Como os registros fotográficos são divulgados pelos próprios mergulhadores, eles ajudam no monitoramento das raias, contribuindo ainda com dados sobre ocorrência de espécies e sazonalidade.

"Nossa ideia é também ajudar com um guia para que os próprios mergulhadores possam identificar as espécies que eles avistam, com algumas dicas e ensinamentos", explica Chelotti, que é responsável por fazer as entrevistas com os mergulhadores. São cerca de 70 espécies que ocorrem em toda a costa brasileira, das quais 36 podem ser avistadas no litoral paulista.
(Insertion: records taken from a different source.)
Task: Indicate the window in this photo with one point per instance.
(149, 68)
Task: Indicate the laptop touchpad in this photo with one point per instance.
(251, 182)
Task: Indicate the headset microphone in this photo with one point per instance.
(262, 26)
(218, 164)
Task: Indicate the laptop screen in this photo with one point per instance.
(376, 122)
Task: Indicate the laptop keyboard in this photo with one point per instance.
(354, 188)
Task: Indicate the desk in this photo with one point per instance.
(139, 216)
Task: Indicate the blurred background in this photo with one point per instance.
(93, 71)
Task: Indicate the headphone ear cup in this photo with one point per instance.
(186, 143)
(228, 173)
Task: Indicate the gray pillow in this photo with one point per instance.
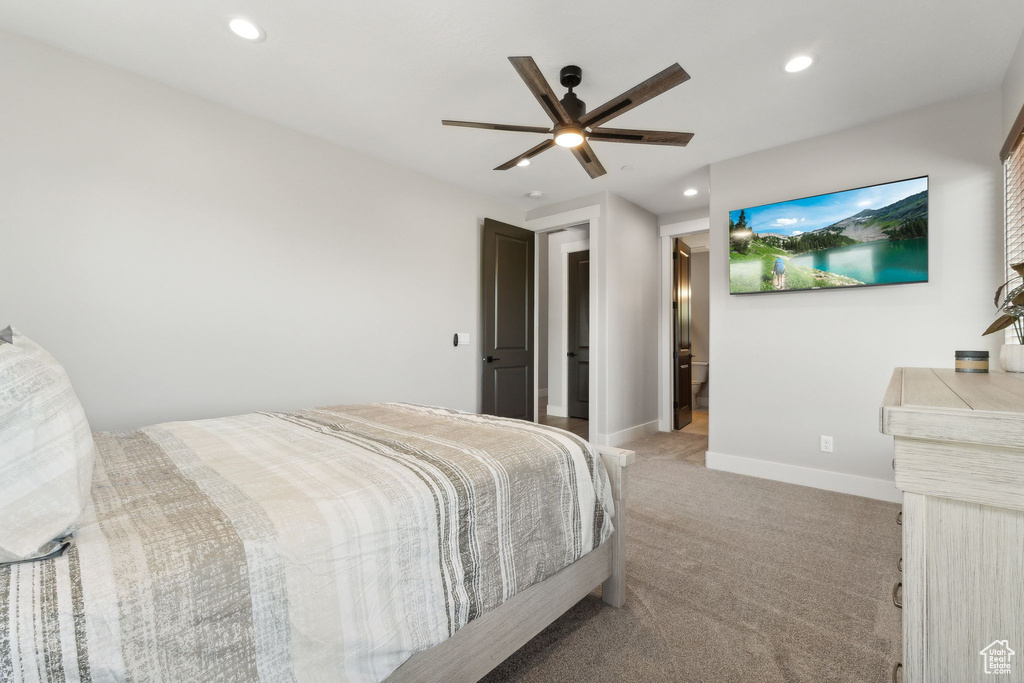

Já a segunda etapa do projeto, que ainda não está em aplicação, visa um programa de pagamento por serviços ambientais (PSA) para a preservação dos peixes. Pelo projeto em estudo, mergulhadores recreativos (e, futuramente, outros agentes, com o próprio governo) contribuiriam com um valor que seria revertido aos pescadores artesanais que capturam uma raia e soltam o animal.

No Brasil, faltam dados sobre espécies incluídas na lista de ameaçadas de extinção das raias e tubarões, e por isso animais classificados como em perigo podem ser capturados e vendidos como "cação". Assim, se os pescadores forem orientados a soltar as raias vivas cada vez que elas são capturadas, receberiam um pagamento por raia solta, evitando assim prejuízos na sua atividade econômica.

"Sabemos que as raias estão entre os animais mais ameaçados do mundo, com cerca de 36% das espécies com algum grau de extinção. E, no Brasil, essa taxa pode chegar a 30%, embora os dados sejam escassos", lembra Motta.

Segundo o pesquisador, a viabilidade do plano de pagamento depende, de um lado, de os mergulhadores estarem dispostos a contribuir e, de outro, de os próprios pescadores terem intenção de participar com a soltura.

Adesivo com QR Code para conhecer mais sobre o projeto Viu Raia? de conservação de raias no litoral de SP
Adesivo com QR Code para conhecer mais sobre o projeto Viu Raia? de conservação de raias no litoral de SP - Divulgação/Viu Raia

"É importante para nós usarmos novas ferramentas para falar de conservação. Porque, hoje em dia, quando se fala em preservar espécies o foco é na biodiversidade, mas não podemos ignorar os desafios sociais daquelas pessoas que, muitas vezes precisam da prática pesqueira para garantir a própria seguridade alimentar deles e da família", ressalta.

Um exemplo de programa de pagamento por serviços ambientais em andamento é o de retirada de lixo dos mares em áreas de preservação ambiental por pescadores. Chamado de "Mar sem lixo", o projeto tem como parceiros principais o Instituto de Pesca, o Instituto Oceanográfico da USP, a Cetesb (Companhia Ambiental do Estado de São Paulo) e as prefeituras municipais de Cananeia, Itanhaém, Ubatuba, Bertioga, Caraguatatuba, Guarujá e São Sebastião. A cada lixo retirado os pescadores recebem uma remuneração.

No caso do projeto "Viu raia?", o retorno para a sociedade seria, a longo prazo, aumentar as populações de raias, promovendo mais avistamentos pelos próprios mergulhadores e, quem sabe, tornar a região da Baixada Santista um polo de atração turística para mergulhadores amadores interessados em ver os animais.

O projeto tem apoio institucional do Instituto Linha d’Água, uma ONG fundada em 2013 em São Paulo e que atua em iniciativas voltadas à conservação da biodiversidade social e marinha das regiões costeiras do norte do Paraná até o sul do Rio de Janeiro.